Nair keeps himself occupied by reading English newspapers and watching television, and always inspires his fellow mates to face hardships with a cool head.
“Many of those who are here have wives and kids, but they don’t feel wanted because they are old now,” says Nair. “So, I have no regrets about not marrying. Even if I had been married, destiny wouldn’t have been different.”
‘My own daughter left me to starve’
On 28 October, Leela became the latest destitute who calls Guruvayur her home. The 61-year-old still can’t believe that her own daughter kicked her out of her house.
Life was a great struggle for Leela, who hails from Ottappalam in Palakkad district. She lost her husband when she was 28 and did menial jobs to make ends meet. In no time, her daughter got married and divorced. Soon, her daughter got into a relationship with a younger man, who couldn’t stand Leela.
The trouble started when Leela decided to transfer the title of her property to her grandson’s name. However, her daughter wanted the title to be in her own name.
“It was my daughter who asked me to get out of my house,” says Leela. “I lived all these years for her. When she started beating me, my grandson told me to go some place where I would be safe. She used to beat him also.
“On many occasions, my daughter left me to starve. She would beat her own kids if they gave me any food. Finally, I decided to leave and come to Guruvayur.”
‘My nephew’s family told me to commit suicide’
Kamalamma looks so much at peace that it’s hard to tell she is a destitute. The 72-year-old has been living in the temple premises for the past 18 years, but she has no complaints.

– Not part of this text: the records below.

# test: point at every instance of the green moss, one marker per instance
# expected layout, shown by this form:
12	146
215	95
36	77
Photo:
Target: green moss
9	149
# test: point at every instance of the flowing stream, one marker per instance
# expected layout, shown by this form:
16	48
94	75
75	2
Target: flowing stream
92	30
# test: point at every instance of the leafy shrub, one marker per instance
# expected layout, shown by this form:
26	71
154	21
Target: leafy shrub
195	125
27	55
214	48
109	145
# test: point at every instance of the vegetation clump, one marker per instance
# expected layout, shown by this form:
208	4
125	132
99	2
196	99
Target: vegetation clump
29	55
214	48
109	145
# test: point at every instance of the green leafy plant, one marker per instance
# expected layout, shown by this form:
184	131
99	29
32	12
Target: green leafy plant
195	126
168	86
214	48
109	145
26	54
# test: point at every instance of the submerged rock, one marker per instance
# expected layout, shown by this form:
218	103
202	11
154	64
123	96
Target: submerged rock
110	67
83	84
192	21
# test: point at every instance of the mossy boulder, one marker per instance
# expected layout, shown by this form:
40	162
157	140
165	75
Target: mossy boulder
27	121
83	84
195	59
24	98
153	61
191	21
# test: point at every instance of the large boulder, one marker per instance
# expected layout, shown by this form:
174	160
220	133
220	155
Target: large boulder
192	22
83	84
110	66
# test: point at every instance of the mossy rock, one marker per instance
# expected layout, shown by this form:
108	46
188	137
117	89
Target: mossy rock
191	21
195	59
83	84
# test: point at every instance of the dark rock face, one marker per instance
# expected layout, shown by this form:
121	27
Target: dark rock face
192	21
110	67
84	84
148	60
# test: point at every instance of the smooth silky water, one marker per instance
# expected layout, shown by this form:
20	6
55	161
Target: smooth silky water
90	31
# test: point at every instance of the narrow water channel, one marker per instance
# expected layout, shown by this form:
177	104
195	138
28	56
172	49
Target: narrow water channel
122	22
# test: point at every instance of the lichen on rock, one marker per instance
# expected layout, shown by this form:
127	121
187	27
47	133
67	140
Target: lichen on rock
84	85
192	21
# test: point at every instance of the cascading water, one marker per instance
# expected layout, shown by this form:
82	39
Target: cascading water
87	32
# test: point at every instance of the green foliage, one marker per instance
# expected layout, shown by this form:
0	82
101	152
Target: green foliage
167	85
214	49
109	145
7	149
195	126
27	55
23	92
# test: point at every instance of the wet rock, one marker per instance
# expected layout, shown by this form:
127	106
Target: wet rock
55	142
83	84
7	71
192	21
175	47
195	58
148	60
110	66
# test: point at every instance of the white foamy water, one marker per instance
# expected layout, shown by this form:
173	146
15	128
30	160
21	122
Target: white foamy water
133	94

“I got married when I was only 17,” says Kamalamma. “My husband, who was in the army, abandoned me soon. So, I started living with my sister. I used to take care of her kids as if they were my own. Her family drove me out after forcing me to hand over my property to her son. Later, I went to live with my other nephew. After a year, his family started misbehaving with me. They even told me to commit suicide. So, I came to Guruvayur.”
Initially, she worked as a domestic help at houses near the temple. When she became too old to work, she was taken in by the old age home, where she lives with 18 other destitutes.
Kamalamma is aware that there is a law — Maintenance and Welfare of Parents and Senior Citizens Act, 2007 — to protect the rights of people like her. “But what’s the use?” she asks. “I don’t want to complain about my nephew whom I loved once. When god is with me, I don’t need anyone else to take care of me.”